Sunday, May 4, 2008

March of the $5.88 Schwinns


These beauties come to us courtesy of Alf Fickensher of Davenport, Iowa. Ignore the Image numbers and look at the bikes clockwise. You'll figure it out.

Alf restores and sells these classics. And while some of the prices my run a bit more than his $5.88 "minimum," they are a hell of a lot cheaper than an imported Dutch bike.

IMG 8520a:
is a 1978 Sky Blue SPEEDSTER just sold this week.

Caddy Bike No 1:
is a 1980 Chestnut SUBURBAN, a bike I keep as a personal rider because it is so nice. A 5-spd with an old Shimano FrontFreewheel system and a POSITRON II derailer. Gimmicky stuff that dates the bike but for a city bike, the stuff makes for a nice rider.

Eliza Doolittle 01:
is a 1977 Flamingo SUBURBAN sold a month ago. Her story can be read at
<< >>

is a 1967 bike sold by Holiday Stores gas stations across the northern tier of States as a Christmas promotional. It is a Sturmey Archer 3-spd and I categorize it as a copy-cat of the English imports of the period. I am keeping it as a personal rider because being a gas station bike, it is pretty unique. And besides, it does ride nice, kinda like a Raleigh.

IMG 7496a:
is a 1974 Lime Green VARSITY which, just for the heck of it, I fitted out with Shimano ULTEGRA deraillers and crankset jewelry. I rode it a bit last summer but don't really care for it. It could be for sale but seriously, the Shimano jewelry is worth more individually than the complete bike as a package. Guess I'm just not a derailler guy, comfortized-bike or not.

IMG 7889:
is a pic of a satisfied customer and her 1980 Cardinal Red COLLEGIATE SPORT-10 which she bought from me last September. Just a month ago after she test rode Eliza Doolittle, the lady liked the FF system and POSITRON II derail so much that she had me convert this 10-speed to a 5-speed with those two old Shimano gimmicky items. The lady is an academic and does her daily 5-mile each-way commute on this bike.

IMG 8455:
is a 1980 Sky Blue COLLEGIATE-3 which sold two weeks ago. Sturmey Archer 3-speed AW hub which I installed in place of the Sturmey Archer 3-spd coaster brake hub original to the bike. The S/A coasters aren't the most reliable and I didn't want to place a piece of touchy machinery into the care of a yuppy single woman with no sense of things mechanical. Better to give her a bomb proof AW hub. I had to also install the rear caliper brake and right lever after removing the coaster brake.
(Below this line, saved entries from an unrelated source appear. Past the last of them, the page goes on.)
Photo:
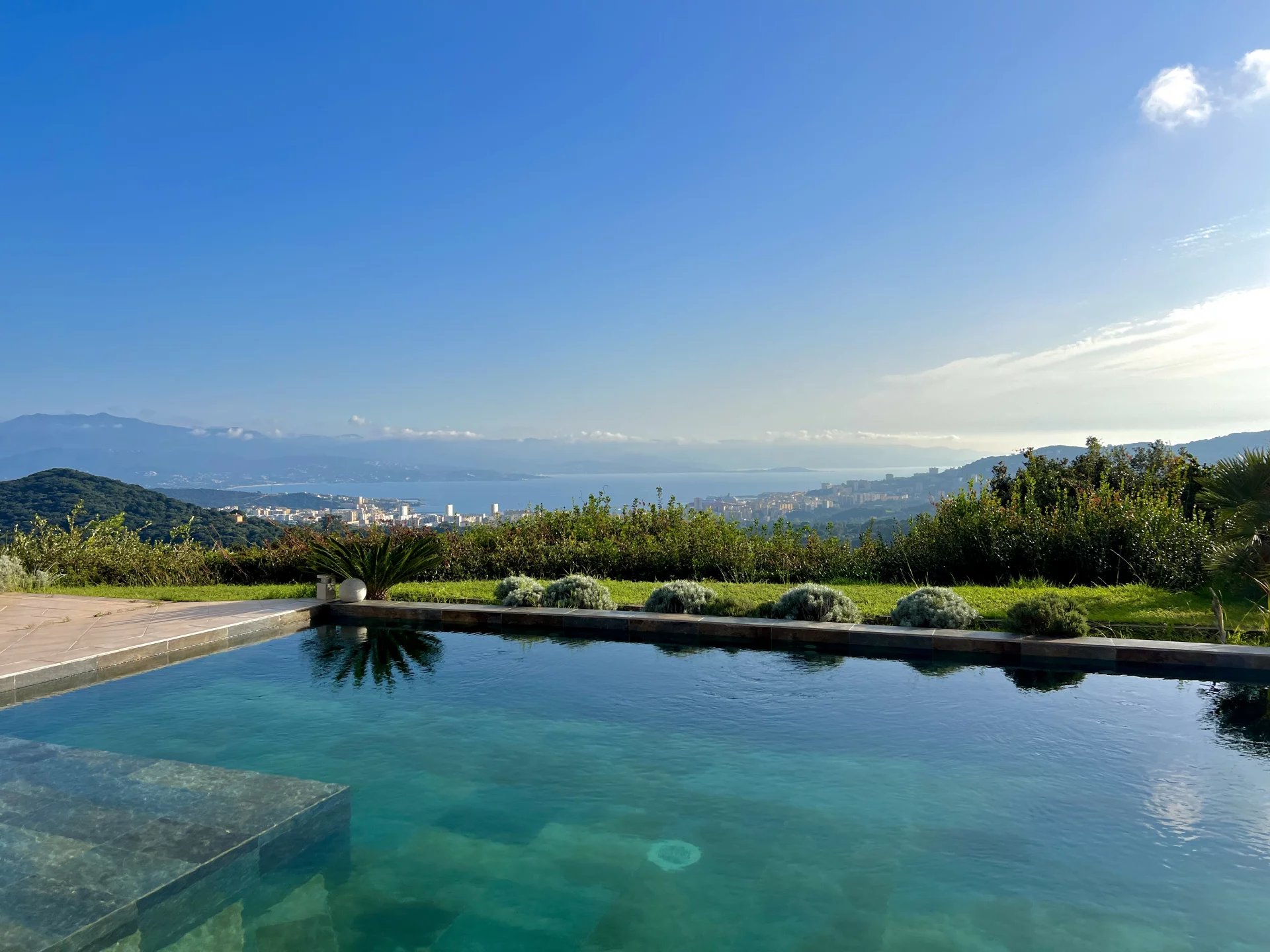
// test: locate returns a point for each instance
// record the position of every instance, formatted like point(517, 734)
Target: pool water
point(538, 793)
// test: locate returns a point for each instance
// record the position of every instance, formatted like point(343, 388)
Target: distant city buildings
point(812, 506)
point(370, 512)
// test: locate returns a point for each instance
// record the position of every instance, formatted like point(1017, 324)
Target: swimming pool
point(536, 793)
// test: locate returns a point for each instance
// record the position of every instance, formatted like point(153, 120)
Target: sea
point(560, 492)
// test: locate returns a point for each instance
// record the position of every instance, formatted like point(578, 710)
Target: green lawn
point(189, 593)
point(1121, 604)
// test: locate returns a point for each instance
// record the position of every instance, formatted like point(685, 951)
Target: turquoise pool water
point(538, 795)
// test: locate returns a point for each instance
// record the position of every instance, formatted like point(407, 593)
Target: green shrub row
point(1046, 615)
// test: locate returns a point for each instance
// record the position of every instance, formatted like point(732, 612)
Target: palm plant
point(381, 560)
point(1238, 492)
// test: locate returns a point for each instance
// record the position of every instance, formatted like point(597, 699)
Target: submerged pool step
point(102, 851)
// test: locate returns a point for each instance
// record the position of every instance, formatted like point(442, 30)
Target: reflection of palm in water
point(343, 651)
point(1240, 715)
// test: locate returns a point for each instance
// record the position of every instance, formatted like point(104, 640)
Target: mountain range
point(55, 493)
point(159, 455)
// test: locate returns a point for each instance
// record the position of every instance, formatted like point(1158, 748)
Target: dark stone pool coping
point(1164, 658)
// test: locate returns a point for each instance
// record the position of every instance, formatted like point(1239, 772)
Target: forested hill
point(54, 493)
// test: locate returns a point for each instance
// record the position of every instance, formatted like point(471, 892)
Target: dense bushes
point(680, 597)
point(1049, 614)
point(816, 603)
point(107, 553)
point(16, 578)
point(933, 607)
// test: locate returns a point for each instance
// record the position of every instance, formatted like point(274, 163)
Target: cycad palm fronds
point(1238, 491)
point(381, 560)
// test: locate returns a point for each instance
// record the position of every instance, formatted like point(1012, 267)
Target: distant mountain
point(1206, 451)
point(158, 455)
point(222, 498)
point(224, 457)
point(54, 493)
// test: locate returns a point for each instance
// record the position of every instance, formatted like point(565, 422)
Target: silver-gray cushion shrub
point(16, 578)
point(816, 603)
point(526, 593)
point(934, 607)
point(512, 583)
point(578, 592)
point(680, 597)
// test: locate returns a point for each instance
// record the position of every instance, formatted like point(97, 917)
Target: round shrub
point(1052, 614)
point(680, 597)
point(526, 593)
point(934, 607)
point(578, 592)
point(816, 603)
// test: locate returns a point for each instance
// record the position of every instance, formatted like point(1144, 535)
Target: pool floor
point(538, 793)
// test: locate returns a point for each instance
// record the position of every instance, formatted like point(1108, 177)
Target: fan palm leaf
point(1238, 492)
point(381, 560)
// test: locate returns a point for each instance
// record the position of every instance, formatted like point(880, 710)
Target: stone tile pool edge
point(1167, 659)
point(107, 666)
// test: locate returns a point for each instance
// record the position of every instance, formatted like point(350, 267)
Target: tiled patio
point(48, 639)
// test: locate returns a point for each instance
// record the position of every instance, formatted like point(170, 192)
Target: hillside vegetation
point(54, 494)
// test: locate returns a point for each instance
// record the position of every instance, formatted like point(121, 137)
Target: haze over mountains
point(158, 455)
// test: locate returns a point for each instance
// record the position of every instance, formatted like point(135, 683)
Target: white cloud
point(839, 436)
point(408, 433)
point(1201, 368)
point(1255, 69)
point(1176, 97)
point(603, 437)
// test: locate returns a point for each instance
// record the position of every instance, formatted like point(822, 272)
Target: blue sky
point(973, 223)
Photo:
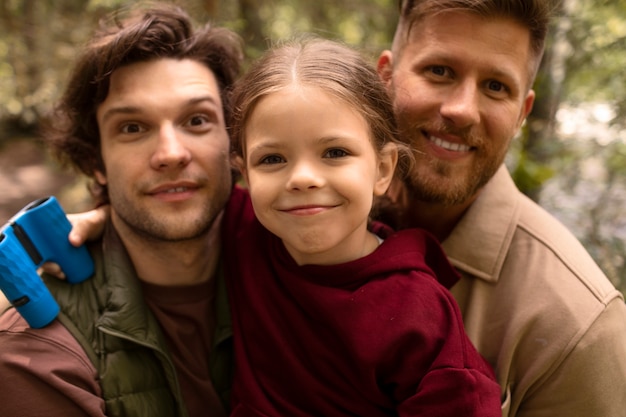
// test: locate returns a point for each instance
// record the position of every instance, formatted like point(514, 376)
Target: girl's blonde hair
point(332, 66)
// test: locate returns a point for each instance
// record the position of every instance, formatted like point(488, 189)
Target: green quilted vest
point(108, 316)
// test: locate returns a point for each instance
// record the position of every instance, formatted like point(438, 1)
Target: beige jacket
point(538, 308)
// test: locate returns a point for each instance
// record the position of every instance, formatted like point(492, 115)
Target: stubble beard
point(444, 183)
point(155, 227)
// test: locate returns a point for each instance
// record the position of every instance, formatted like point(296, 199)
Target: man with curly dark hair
point(143, 115)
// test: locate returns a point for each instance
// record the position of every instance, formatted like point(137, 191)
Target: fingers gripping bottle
point(36, 234)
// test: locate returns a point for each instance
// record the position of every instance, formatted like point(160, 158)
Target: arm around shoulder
point(45, 372)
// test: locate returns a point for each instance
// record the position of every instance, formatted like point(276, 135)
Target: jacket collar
point(480, 242)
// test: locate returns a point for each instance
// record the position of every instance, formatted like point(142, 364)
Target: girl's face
point(312, 172)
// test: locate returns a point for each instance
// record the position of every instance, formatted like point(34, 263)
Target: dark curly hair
point(126, 37)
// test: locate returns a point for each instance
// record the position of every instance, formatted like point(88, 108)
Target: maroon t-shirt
point(45, 372)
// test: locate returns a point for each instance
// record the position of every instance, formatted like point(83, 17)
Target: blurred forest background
point(570, 156)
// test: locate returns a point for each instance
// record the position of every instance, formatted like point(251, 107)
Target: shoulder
point(50, 343)
point(45, 371)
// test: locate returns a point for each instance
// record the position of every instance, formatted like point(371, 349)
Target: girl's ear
point(100, 177)
point(387, 161)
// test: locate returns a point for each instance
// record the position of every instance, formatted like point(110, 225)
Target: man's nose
point(170, 149)
point(461, 105)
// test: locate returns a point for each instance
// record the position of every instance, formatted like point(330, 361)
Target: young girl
point(330, 319)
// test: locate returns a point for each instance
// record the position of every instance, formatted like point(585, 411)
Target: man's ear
point(387, 161)
point(385, 67)
point(100, 177)
point(237, 162)
point(527, 107)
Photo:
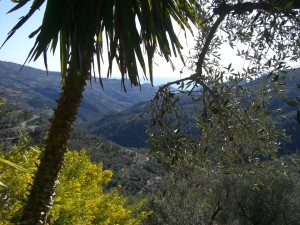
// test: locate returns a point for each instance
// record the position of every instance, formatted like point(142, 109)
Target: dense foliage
point(80, 196)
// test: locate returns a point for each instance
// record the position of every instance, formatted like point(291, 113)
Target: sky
point(17, 48)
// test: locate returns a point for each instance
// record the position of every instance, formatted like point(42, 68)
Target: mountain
point(37, 90)
point(127, 128)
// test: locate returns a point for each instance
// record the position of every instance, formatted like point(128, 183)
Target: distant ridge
point(37, 90)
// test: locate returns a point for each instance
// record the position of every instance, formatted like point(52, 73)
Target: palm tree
point(79, 27)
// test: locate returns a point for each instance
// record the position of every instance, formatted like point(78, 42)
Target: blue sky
point(18, 47)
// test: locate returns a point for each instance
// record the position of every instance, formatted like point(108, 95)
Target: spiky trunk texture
point(40, 199)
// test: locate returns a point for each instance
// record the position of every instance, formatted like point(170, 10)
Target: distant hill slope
point(132, 168)
point(128, 129)
point(37, 90)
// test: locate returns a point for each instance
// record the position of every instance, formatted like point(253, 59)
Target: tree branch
point(268, 6)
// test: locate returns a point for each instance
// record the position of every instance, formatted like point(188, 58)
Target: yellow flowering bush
point(79, 197)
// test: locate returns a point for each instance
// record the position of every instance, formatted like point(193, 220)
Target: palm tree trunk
point(40, 199)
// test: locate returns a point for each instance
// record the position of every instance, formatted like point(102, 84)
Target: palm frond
point(129, 26)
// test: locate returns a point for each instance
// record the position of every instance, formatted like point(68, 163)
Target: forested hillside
point(36, 89)
point(128, 128)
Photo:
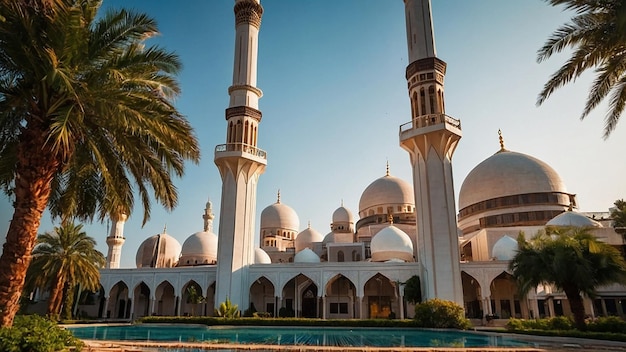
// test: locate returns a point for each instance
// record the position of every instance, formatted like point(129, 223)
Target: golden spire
point(502, 149)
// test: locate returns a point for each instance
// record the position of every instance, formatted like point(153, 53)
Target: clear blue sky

Here's Alf on what it all means:

Dear Gordon,
Just found your blog tonight and within the first few minutes reading I encounter yet another Ode-to-the-Dutch-Bike (Apr 3, "SENSIBLE BIKES". Seems like every one of the bike-fashion / fashion-on-bikes / chic / etc blogs are doing it.
OK, Dutch bikes're maybe nice and certainly it's maybe neat to buy something new (here) and trendy.
I submit though that old Schwinns are a much better fit for the American commuting and city-bike scene.
1) They're ubiquitous and cheap. Every thrift store in every metro gets maybe 50 of them per year. Here in the Iowa/Illinois Quad Cities' 7 thrift stores they are priced between $5.38 (don't ask me - that 38-cents thing is unique to Goodwill nationwide apparently) and on up to, but never higher than, around $25.
2) With a disassembly, cleanup, lubing, and new rubber/cabling/chain, they'll likely be good for another 28-44 years. Those are the ages of the youngest and the oldest of the twenty-some Schwinns that I refurbed this past year.
3) They are city-riding-comfortable. Fenders, upright handlebars, and really comfy old mattress seats are on every Schwinn I put out, even the ones that originally came set up as roadies. I mostly prefer the 3-spd internal Sturmey Archer hub bikes altho I have put out a few 5-spd derailler bikes, two 10-spds, and converted four 10-spds to different gearing/drive set ups.
4) They can be _very_ chic. Please look at <> and scroll backward to April 4th "Flamingo Floozie" or <> to see some photos and a narrative about one such Schwinn I recently finished.
So anyway, it's my opinion that the ideal bikes for putting Americans back onto bikes for urban riding are here, right under our noses and we're perhaps too snobbish to see them.